第10章 傀儡…
「それにしても…、血の繋がった妹に手を出すとは…何と愚かな…」
蔑むでもなく、諌めるてもない、まるで嘲笑うような…下卑た双眸が見下ろす。
「例え血の繋がった妹だろうと何だろうと、僕は智子を…」
「愛しているとでも言いたいのか? くくく、それこそ愚の骨頂だな」
愚かだと詰られたって構わない。
それでも僕は智子を…
「クッ…、翔…く…ん、智子さんを連れて早くっ…、ぐぁっ…!」
後ろ手に纏めた潤の手を捻り上げた。
「ああっ…、父さまおやめになって…、潤先生が…」
僕の腕の中で智子が父様に向かって懇願する。
でも父様は意に介した様子もなく更に強く捻り上げると、醜く歪ませた顔に笑を浮かべた。

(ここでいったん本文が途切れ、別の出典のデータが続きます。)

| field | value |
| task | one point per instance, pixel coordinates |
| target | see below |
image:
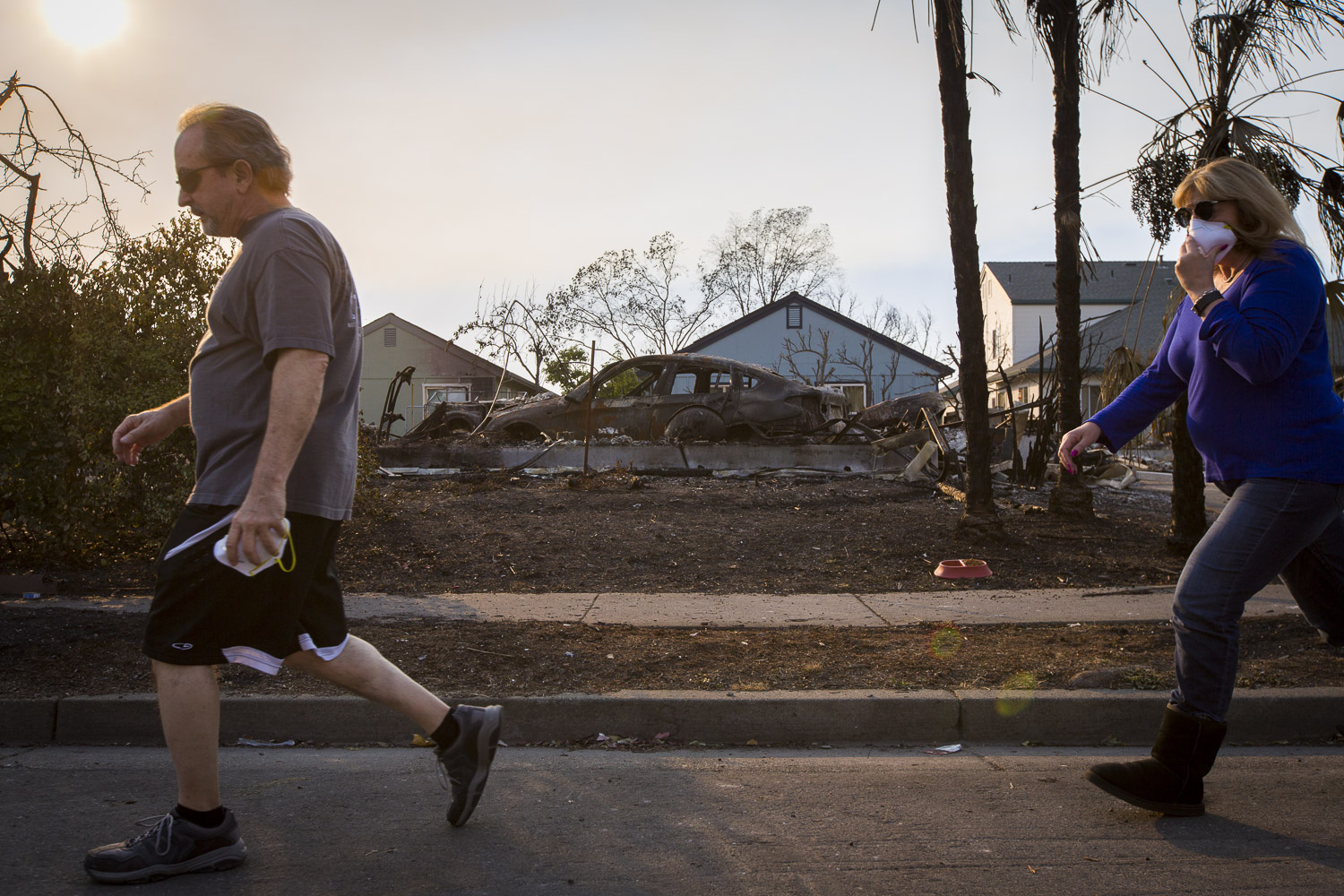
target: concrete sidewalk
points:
(1074, 718)
(972, 603)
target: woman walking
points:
(1250, 349)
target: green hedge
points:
(80, 351)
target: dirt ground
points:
(771, 535)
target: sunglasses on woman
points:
(1203, 211)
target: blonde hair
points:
(1262, 211)
(230, 134)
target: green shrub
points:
(80, 351)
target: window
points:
(855, 394)
(444, 392)
(631, 382)
(1091, 400)
(701, 381)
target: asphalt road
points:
(757, 821)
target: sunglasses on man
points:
(1203, 211)
(190, 179)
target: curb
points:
(833, 718)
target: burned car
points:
(679, 398)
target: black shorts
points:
(206, 613)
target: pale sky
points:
(454, 144)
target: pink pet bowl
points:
(962, 570)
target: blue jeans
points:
(1269, 527)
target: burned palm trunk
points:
(949, 42)
(1064, 38)
(1188, 520)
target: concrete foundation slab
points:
(731, 611)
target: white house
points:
(797, 338)
(1018, 300)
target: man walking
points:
(273, 403)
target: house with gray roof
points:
(444, 373)
(1137, 328)
(1018, 300)
(806, 341)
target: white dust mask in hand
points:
(1215, 238)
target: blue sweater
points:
(1257, 367)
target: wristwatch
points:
(1207, 298)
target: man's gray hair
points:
(230, 134)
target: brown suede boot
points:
(1172, 782)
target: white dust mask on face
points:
(1215, 238)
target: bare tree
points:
(633, 303)
(808, 357)
(914, 331)
(518, 327)
(43, 220)
(761, 260)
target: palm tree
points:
(949, 29)
(1236, 42)
(1064, 30)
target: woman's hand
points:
(1193, 269)
(1077, 441)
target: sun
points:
(85, 23)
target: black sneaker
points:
(169, 847)
(467, 762)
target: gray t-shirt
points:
(287, 287)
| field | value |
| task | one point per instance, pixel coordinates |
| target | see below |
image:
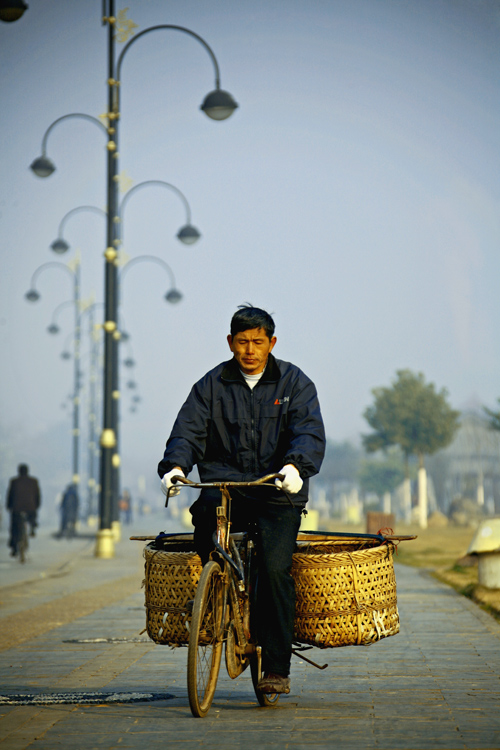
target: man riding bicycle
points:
(250, 416)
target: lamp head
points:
(173, 296)
(42, 166)
(12, 10)
(188, 234)
(218, 105)
(59, 246)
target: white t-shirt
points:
(252, 380)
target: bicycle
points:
(222, 608)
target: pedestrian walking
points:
(69, 511)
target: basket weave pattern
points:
(345, 598)
(170, 582)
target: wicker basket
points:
(170, 582)
(345, 592)
(344, 596)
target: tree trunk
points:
(480, 489)
(407, 493)
(422, 493)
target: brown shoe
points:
(274, 683)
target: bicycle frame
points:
(227, 585)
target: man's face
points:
(251, 349)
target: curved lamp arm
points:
(33, 295)
(42, 166)
(188, 234)
(80, 115)
(129, 193)
(173, 295)
(218, 104)
(173, 28)
(60, 245)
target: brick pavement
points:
(435, 685)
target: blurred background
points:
(353, 194)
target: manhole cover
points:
(47, 699)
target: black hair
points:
(247, 317)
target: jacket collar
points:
(231, 372)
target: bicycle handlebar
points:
(255, 483)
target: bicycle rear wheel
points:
(205, 640)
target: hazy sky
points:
(354, 194)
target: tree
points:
(413, 415)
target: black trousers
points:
(277, 526)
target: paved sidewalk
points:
(435, 685)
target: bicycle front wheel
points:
(205, 639)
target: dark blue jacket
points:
(235, 433)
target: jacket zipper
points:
(252, 412)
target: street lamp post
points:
(218, 105)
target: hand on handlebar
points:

「そうだ、翔…。お前に面白い話を聞かせてやろうか…」
面白い…話…?
この期に及んで何を…
僕はキッと父様を睨み付けると、僕の胸にしがみつく智子を窓辺へと押しやった。
「お前は智子が、私が外で作った子だと思っているようだが、それは大きな間違いだ。智子を産んだのは、お前の母親…、つまりお前と智子は、父親こそ違え同じ腹から産まれた兄妹なんだよ」
「…えっ…?」
僕と智子が同腹だと…?
だとしたら母様が不貞を…?
そんな馬鹿な…、母様に限ってそんなこと有り得ない。
「う、嘘だ…、だって母様は…」
普段は感情こそ見せないけれど、いつだって父様の事を想っては、一人涙していたのに…
母様が父様を心から慕っていたのを、僕は知っている。